I find SQL developers are very much inclined to use the stored procedure route while people from a DBA background are generally more inclined to use the tools. If you're investing the time into it, the SSIS or equivlent tool is a better way to go from the future of your company standpoint, though takes a bit more to implement.
In choosing what to use you need to consider the following factors:
How much data are we talking about moving and how quickly does it need to be moved. There is s huge difference between using a linked server to move45,000 records and using it to move 100,000,000 records. Consider alo the expected growth of the data set to be moved over time. A process taht is fine in the early stages may chocke and die once you get more records. Tools like SSIS are much faster once you know how to use them which brings us to point 2.
How much development time do you have and what tools does the developer and the person who will maintain the import over time know? SSIS for instance is a complex tool, it can take a long time to feel comfortable with it.
How much data cleaning and transforming do you need to do? What kind of error trapping and exception processing do you need, what kind of logging will you need? The more complex the process, the more likely you will need to bite the bullet and learn an ETL specific tool.
Even there is a few answers, and I agree with two of them, I have to give my subjective opinion about the wider picture.
I am in the middle of a small project aimed to eventually create a data warehouse.
Question name perfectly suits to your question description. It could be very helpful to future readers. So, your project should create data warehouse. However it's small, learn to develop projects with scalability. Always!
In that point of view, search and study about how data warehouse project should look like.
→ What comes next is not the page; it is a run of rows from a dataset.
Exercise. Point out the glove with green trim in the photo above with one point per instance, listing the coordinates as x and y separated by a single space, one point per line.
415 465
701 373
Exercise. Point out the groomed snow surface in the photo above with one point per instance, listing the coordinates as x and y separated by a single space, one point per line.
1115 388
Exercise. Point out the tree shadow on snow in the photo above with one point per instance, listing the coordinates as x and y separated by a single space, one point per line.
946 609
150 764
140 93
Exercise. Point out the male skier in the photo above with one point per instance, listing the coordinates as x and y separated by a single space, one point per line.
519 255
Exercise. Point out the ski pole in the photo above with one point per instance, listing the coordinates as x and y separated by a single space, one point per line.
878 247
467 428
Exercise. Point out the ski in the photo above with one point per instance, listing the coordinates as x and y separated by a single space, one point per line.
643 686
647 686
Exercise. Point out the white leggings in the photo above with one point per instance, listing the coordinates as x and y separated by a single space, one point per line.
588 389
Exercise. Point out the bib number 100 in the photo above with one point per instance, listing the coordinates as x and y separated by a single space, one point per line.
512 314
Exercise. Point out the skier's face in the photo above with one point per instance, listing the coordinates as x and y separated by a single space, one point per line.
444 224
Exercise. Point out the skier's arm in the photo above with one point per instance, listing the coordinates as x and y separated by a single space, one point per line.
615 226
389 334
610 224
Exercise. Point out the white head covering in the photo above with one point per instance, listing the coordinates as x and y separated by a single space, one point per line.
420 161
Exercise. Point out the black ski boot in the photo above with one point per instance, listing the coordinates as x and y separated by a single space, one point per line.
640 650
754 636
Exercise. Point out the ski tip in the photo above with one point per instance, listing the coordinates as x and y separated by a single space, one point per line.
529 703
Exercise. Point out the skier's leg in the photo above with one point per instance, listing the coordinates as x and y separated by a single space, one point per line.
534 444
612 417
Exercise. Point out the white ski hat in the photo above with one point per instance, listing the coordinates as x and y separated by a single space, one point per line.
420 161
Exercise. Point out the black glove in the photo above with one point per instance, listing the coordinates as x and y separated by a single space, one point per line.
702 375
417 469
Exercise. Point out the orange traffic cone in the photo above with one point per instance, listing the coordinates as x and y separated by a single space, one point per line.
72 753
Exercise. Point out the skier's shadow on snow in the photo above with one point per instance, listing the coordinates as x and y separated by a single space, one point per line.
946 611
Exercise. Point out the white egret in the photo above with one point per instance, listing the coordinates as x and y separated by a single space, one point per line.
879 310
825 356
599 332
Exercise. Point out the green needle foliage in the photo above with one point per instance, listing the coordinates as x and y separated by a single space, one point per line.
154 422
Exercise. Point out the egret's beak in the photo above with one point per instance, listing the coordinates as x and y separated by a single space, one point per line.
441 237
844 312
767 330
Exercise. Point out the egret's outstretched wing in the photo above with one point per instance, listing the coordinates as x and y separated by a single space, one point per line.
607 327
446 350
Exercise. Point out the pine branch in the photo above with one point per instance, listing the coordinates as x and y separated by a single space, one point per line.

And develop each step.
Custom software vs Stored Procedures (Linked DBs) vs ETL
Custom software (in this case your C# project) should be used in two cases:
Medium scale projects where budget ETL cannot do everything
You're working for Enterprise level IT company, so developing your solution is cheaper and more manageable
And perhaps you think for tiny straight-forward projects. But NO, because those projects can grow and very quick outgrow your solution (new tables, new sources, changing ERP or CRM, ect).
If you're using just SQL Server, if you no need for data cleansing, if you no need for data profiling, if you no need for external data, Stored Procedures are OK. But, a lot of 'ifs' is here. And again, you're loosing scalability (your managment what's to add some data from Google Spreadsheet they internly use, KPI targets for example).
ETL tools are one native step in data warehouse development. In begining, there could be few table copy operation, or some SQL's, one source, one target. As far as your project is growing, you can adding new transformations.
SSIS is perhaps best as you're using SQL Server, but there is some good, free tools.